Next Generation Electric Propulsion Thruster Concept
Mr. Michael J. Patterson is a Senior Scientist/Technologist in the Research and Technology Directorate at NASA Glenn Research Center. In this position, Mr. Patterson has a lead role in propulsion research and development activities, and serves as the senior technical expert for in-space propulsion with emphasis on electric propulsion.
After some brief introduction and acknowledgements, the talk began with some background about why electric propulsion is needed. Chemical Propulsion is currently the best way to move through space. It delivers high thrust, but the amount of energy available is limited. Electric propulsion involves using electric power to create thrust. It can reduce the amount of propellant mass needed, increase payloads or make launches cheaper, and create a bigger launch date window. However, current electric propulsion designs do not have enough thrust for a launch. They create slow and steady acceleration, and they have long life times.

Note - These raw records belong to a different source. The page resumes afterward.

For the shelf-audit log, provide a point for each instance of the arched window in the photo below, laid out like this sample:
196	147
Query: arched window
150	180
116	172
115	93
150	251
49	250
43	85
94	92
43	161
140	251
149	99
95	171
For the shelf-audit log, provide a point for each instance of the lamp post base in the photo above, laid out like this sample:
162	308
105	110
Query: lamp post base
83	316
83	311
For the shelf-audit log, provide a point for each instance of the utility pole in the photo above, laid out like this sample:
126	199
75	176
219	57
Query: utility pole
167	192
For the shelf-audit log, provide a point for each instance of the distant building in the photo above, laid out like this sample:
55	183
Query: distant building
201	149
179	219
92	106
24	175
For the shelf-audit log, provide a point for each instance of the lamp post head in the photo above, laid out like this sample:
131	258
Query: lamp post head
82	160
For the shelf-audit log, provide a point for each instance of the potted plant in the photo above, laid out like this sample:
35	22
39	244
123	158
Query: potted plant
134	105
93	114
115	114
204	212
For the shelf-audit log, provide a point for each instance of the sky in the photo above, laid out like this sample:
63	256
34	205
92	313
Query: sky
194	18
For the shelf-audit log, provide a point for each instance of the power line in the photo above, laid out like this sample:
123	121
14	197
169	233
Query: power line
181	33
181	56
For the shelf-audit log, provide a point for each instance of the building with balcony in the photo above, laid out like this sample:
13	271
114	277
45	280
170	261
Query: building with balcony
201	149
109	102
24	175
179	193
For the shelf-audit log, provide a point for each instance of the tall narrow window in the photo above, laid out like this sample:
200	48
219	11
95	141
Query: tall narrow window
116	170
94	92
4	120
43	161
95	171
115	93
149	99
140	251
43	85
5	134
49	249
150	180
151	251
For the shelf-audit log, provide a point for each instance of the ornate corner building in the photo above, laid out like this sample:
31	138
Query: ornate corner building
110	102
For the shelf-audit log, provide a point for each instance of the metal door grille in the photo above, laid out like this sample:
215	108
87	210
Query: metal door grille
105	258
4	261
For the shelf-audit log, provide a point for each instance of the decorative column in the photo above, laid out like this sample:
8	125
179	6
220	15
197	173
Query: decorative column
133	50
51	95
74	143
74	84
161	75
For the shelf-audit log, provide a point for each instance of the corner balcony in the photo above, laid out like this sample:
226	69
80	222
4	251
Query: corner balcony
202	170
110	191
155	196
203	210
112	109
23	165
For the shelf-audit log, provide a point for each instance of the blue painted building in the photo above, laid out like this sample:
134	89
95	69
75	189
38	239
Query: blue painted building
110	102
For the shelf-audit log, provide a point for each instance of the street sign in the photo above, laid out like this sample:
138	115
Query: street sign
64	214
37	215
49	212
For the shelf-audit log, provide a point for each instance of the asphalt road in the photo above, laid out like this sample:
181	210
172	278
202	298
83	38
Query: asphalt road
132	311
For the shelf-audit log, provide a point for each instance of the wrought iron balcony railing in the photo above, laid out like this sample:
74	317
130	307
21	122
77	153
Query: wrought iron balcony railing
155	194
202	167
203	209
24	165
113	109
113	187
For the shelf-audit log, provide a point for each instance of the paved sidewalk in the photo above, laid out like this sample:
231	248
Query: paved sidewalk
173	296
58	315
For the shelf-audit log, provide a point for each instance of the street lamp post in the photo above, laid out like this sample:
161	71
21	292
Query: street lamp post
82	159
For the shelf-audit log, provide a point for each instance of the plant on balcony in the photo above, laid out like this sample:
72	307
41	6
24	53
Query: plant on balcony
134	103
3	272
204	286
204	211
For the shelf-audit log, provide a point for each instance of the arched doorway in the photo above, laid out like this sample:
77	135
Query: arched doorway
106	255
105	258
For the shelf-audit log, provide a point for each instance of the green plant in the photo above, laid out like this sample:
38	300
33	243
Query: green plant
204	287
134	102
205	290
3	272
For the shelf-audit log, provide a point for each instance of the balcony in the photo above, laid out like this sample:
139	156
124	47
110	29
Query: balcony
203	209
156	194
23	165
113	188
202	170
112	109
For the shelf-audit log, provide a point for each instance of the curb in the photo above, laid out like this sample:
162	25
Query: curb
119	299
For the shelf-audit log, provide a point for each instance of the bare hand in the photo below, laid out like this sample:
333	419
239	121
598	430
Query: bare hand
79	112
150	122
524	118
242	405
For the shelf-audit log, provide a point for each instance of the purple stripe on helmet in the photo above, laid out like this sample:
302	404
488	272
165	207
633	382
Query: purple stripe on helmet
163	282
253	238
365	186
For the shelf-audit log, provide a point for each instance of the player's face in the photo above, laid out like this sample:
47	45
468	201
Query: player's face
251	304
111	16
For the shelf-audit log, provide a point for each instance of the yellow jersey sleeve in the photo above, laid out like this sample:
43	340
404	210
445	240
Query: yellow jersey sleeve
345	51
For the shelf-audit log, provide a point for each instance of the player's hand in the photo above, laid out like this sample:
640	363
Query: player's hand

This is where the next generation part comes in. To have any hopes of launching, or of being able to travel through space quickly, an advanced electric propulsion thruster is needed. The current lead idea is a hybrid between two types of electric propulsion thrusters. One is the Ion Thruster which uses closely spaced, high voltage grids to create an electrostatic field of thrust. The other is the Hall Thruster which uses magnetically trapped electrons to create an electrostatic field of thrust. The goal is to combine these two designs in a single annular engine that does the job of multiple engines.
Now for where NASA is at with this project and where they are going. An annular discharge chamber was constructed at Glenn Research Center and tested successfully. The engine performed as desired in many areas but there are still some problems to work out. The research group still needs to eliminate perceived risk and high cost. The next step is further testing and evaluation before testing the second generation.